Having been a member of the Australian Dental Association, Caroline is a firm believer in getting involved in your professional organisation, so joined the IDA as soon as she came to Ireland. She got involved with the GP Committee when she set up her own practice as a way of meeting others in the same boat: “Dentistry can be lonely. I didn’t have that [university] class back-up. You’ve got to make your own friends if you’re on your own, you’ve got to go out and introduce yourself, so that’s what I did. When I was setting up my practice, there was a lot of stuff I didn’t know. What do you pay nurses and what do you look for? What materials and equipment should I buy and what’s unnecessary?

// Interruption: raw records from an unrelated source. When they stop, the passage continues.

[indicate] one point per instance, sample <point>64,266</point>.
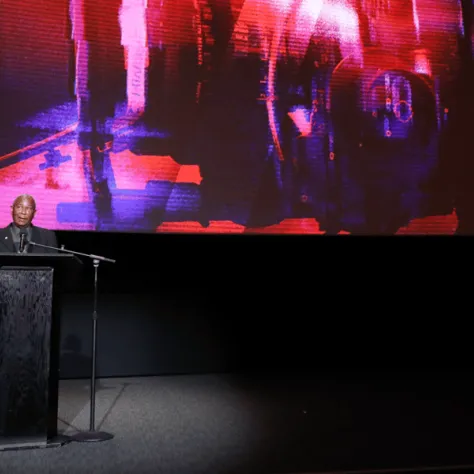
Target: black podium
<point>29,347</point>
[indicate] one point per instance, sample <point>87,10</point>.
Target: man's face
<point>23,211</point>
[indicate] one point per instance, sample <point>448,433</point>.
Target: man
<point>23,212</point>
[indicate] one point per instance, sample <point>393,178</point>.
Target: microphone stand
<point>92,435</point>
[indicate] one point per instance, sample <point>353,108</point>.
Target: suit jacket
<point>38,235</point>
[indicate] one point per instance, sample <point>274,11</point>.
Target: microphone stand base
<point>91,437</point>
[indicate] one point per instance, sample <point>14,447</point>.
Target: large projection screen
<point>232,116</point>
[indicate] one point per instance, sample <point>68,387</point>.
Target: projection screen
<point>232,116</point>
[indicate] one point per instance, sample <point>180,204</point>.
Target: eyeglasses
<point>26,209</point>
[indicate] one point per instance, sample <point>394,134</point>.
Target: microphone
<point>22,241</point>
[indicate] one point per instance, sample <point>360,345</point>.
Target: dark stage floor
<point>264,424</point>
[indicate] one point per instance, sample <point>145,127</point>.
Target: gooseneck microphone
<point>21,249</point>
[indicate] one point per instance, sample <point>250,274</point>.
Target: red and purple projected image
<point>231,116</point>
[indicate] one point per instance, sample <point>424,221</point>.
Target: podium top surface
<point>55,260</point>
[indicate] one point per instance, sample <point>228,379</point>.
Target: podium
<point>29,347</point>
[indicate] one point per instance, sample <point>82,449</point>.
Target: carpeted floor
<point>223,424</point>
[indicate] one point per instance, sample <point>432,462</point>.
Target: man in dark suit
<point>23,212</point>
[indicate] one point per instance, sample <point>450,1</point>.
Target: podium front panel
<point>26,304</point>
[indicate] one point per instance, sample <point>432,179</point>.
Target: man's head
<point>23,210</point>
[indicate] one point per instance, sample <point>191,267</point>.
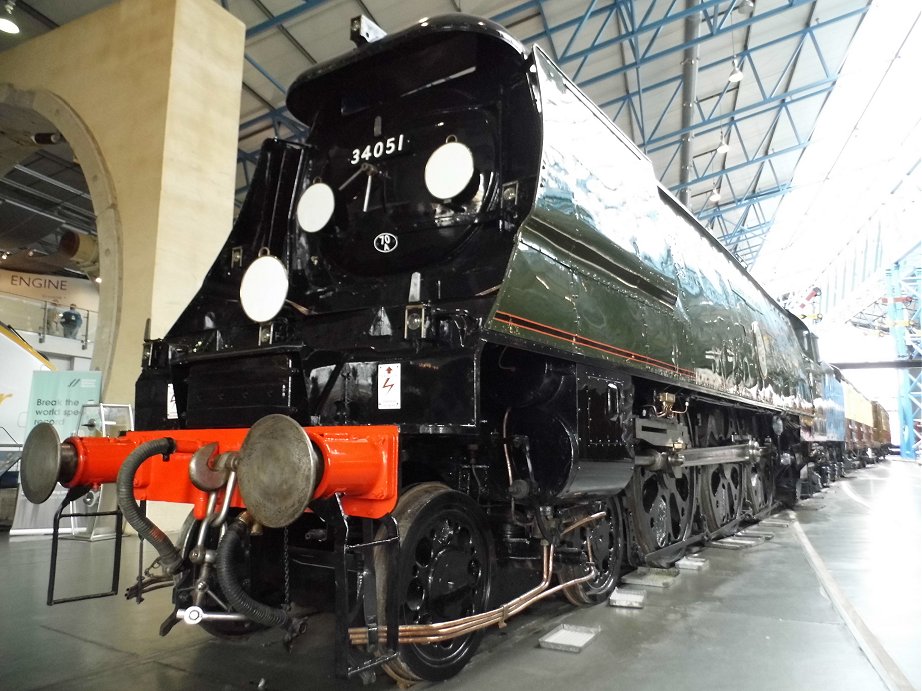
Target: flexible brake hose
<point>230,586</point>
<point>169,555</point>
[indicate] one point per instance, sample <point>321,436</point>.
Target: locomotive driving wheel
<point>601,545</point>
<point>661,505</point>
<point>722,493</point>
<point>443,573</point>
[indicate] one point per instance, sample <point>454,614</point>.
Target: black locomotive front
<point>438,338</point>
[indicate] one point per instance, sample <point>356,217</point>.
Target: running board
<point>687,458</point>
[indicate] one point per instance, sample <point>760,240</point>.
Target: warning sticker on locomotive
<point>172,412</point>
<point>389,386</point>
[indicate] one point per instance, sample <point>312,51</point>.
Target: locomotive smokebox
<point>279,469</point>
<point>45,463</point>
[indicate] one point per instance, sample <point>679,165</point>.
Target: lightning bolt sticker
<point>389,386</point>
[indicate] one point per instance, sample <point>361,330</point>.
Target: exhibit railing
<point>48,319</point>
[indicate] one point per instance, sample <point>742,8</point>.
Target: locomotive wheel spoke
<point>602,548</point>
<point>722,494</point>
<point>660,503</point>
<point>759,486</point>
<point>443,573</point>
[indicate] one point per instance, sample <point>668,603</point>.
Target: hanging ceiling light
<point>7,25</point>
<point>746,7</point>
<point>736,76</point>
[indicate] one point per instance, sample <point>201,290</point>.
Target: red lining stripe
<point>576,339</point>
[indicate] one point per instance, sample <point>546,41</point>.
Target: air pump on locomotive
<point>461,325</point>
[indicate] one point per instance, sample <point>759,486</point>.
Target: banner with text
<point>56,398</point>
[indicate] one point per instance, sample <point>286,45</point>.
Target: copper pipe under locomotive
<point>461,324</point>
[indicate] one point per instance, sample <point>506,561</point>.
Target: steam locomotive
<point>461,325</point>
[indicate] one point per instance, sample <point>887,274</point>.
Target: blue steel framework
<point>904,288</point>
<point>752,186</point>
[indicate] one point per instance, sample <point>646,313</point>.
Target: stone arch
<point>105,205</point>
<point>127,85</point>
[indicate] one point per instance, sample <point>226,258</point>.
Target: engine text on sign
<point>389,386</point>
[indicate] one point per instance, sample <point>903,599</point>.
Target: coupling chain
<point>287,569</point>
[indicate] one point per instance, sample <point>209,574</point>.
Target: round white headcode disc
<point>449,170</point>
<point>315,207</point>
<point>264,288</point>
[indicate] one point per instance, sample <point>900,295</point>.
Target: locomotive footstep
<point>692,563</point>
<point>569,637</point>
<point>630,598</point>
<point>650,577</point>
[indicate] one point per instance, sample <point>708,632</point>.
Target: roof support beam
<point>690,61</point>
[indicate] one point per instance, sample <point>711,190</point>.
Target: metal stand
<point>73,494</point>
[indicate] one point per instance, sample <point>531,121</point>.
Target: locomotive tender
<point>461,325</point>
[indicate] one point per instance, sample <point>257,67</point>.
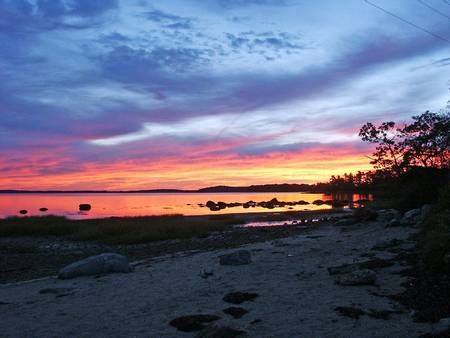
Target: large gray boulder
<point>94,265</point>
<point>240,257</point>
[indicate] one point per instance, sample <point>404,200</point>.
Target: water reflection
<point>107,205</point>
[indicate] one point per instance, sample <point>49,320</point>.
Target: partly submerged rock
<point>94,265</point>
<point>220,332</point>
<point>193,322</point>
<point>364,214</point>
<point>235,311</point>
<point>372,264</point>
<point>424,211</point>
<point>85,207</point>
<point>345,221</point>
<point>240,257</point>
<point>411,217</point>
<point>239,297</point>
<point>358,277</point>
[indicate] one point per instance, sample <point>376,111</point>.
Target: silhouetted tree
<point>424,143</point>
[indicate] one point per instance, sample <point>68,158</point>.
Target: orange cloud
<point>198,167</point>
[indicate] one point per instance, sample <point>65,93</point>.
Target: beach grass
<point>118,230</point>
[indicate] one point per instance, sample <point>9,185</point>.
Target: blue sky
<point>95,84</point>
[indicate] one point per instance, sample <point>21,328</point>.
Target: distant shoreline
<point>264,188</point>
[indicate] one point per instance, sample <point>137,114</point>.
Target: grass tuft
<point>118,230</point>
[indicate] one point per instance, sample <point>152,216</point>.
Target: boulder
<point>193,322</point>
<point>210,204</point>
<point>345,222</point>
<point>239,297</point>
<point>240,257</point>
<point>358,277</point>
<point>84,207</point>
<point>235,311</point>
<point>221,205</point>
<point>365,214</point>
<point>387,215</point>
<point>411,217</point>
<point>94,265</point>
<point>318,202</point>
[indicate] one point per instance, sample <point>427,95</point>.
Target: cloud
<point>228,4</point>
<point>265,43</point>
<point>35,16</point>
<point>169,20</point>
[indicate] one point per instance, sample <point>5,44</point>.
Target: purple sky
<point>133,93</point>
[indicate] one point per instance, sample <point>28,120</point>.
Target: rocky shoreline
<point>338,278</point>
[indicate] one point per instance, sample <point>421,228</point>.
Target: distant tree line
<point>411,162</point>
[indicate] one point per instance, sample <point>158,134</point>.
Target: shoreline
<point>289,272</point>
<point>29,257</point>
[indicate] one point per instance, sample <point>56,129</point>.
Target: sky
<point>134,94</point>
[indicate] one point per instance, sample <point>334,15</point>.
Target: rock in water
<point>235,312</point>
<point>240,257</point>
<point>94,265</point>
<point>220,332</point>
<point>359,277</point>
<point>411,217</point>
<point>85,207</point>
<point>239,297</point>
<point>193,322</point>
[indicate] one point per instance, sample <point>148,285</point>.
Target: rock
<point>376,263</point>
<point>345,222</point>
<point>411,217</point>
<point>394,222</point>
<point>85,207</point>
<point>348,311</point>
<point>239,297</point>
<point>338,204</point>
<point>210,204</point>
<point>206,273</point>
<point>388,215</point>
<point>240,257</point>
<point>365,214</point>
<point>235,312</point>
<point>359,277</point>
<point>220,332</point>
<point>318,202</point>
<point>193,322</point>
<point>94,265</point>
<point>221,205</point>
<point>54,290</point>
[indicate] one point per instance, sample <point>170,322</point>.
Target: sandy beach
<point>297,296</point>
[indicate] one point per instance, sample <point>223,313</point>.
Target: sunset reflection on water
<point>141,204</point>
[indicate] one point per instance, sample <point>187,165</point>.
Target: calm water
<point>106,205</point>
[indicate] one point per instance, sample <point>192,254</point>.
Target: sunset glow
<point>124,95</point>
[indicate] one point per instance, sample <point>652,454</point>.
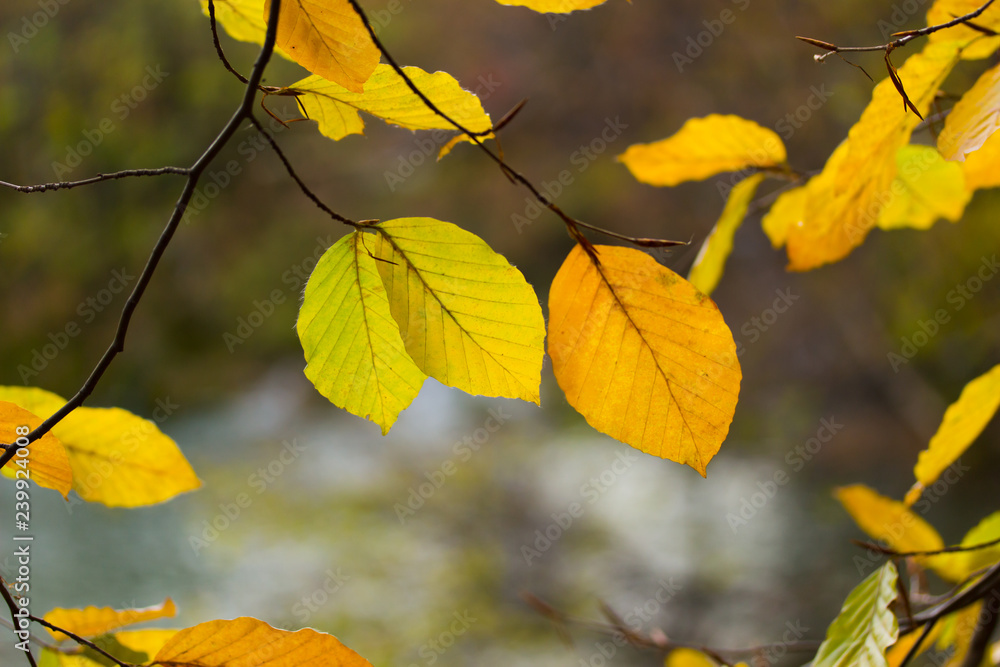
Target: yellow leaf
<point>711,260</point>
<point>47,461</point>
<point>976,44</point>
<point>888,520</point>
<point>982,168</point>
<point>845,200</point>
<point>643,355</point>
<point>964,563</point>
<point>786,212</point>
<point>117,458</point>
<point>973,119</point>
<point>704,147</point>
<point>926,188</point>
<point>387,96</point>
<point>468,318</point>
<point>329,39</point>
<point>963,421</point>
<point>686,657</point>
<point>247,642</point>
<point>553,6</point>
<point>353,349</point>
<point>93,621</point>
<point>145,641</point>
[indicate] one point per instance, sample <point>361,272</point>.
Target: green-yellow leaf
<point>844,201</point>
<point>963,421</point>
<point>553,6</point>
<point>786,212</point>
<point>354,353</point>
<point>975,44</point>
<point>704,147</point>
<point>927,187</point>
<point>865,627</point>
<point>47,461</point>
<point>888,520</point>
<point>117,458</point>
<point>93,621</point>
<point>644,356</point>
<point>468,318</point>
<point>711,260</point>
<point>387,96</point>
<point>328,38</point>
<point>973,119</point>
<point>248,642</point>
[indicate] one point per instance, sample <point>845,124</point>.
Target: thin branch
<point>906,554</point>
<point>295,177</point>
<point>12,605</point>
<point>218,44</point>
<point>572,224</point>
<point>80,640</point>
<point>193,176</point>
<point>68,185</point>
<point>902,38</point>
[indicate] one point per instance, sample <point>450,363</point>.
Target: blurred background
<point>416,548</point>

I came away from my first meeting feeling so relieved that I was normal, that my worries and concerns were everybody else’s worries and concerns. I got so much information and help”.
This progressed to involvement with the Board, and from there to her current role as President: “I really have enjoyed it so far. I’ve always been interested in politics and how things work. Everyone in IDA House has been so welcoming and they’re all fantastic people”.
Using your voice
Perhaps because of these experiences, Caroline also wants to use this year to get dentists talking face to face again. With so many issues and crises affecting the profession, from staff shortages and State contracts to VAT, it’s never been more important to get dentists’ views and input. Caroline feels that one of the many negative impacts of Covid-19 has been to limit communication in many instances to the virtual world: “I want to see people come back together as the profession and as people. I think we’ve become very isolated.
“Everyone has an opinion from the safety of a keyboard, but when you have a meeting and you ask people for ideas or what they think, nobody says anything. I want us to get back to actually having a decent, frank conversation about what is going on in our profession, which is a failing public health system where we can’t meet the needs of our medical card patients. Everybody needs and has a right to basic decent oral health: pain free, disease free and clean. Maybe we need to look at how meetings are run, to get that conversation going. You don’t have to agree with us. Whether you like us or don’t, come and talk”.
Her final comment is a cautionary one: “The New Zealand Medical Association, the NZMA, folded this year because not enough people were participating in it. I think as a professional body, in any profession, your association is your advocacy. If you lose your advocacy, you lose your voice”.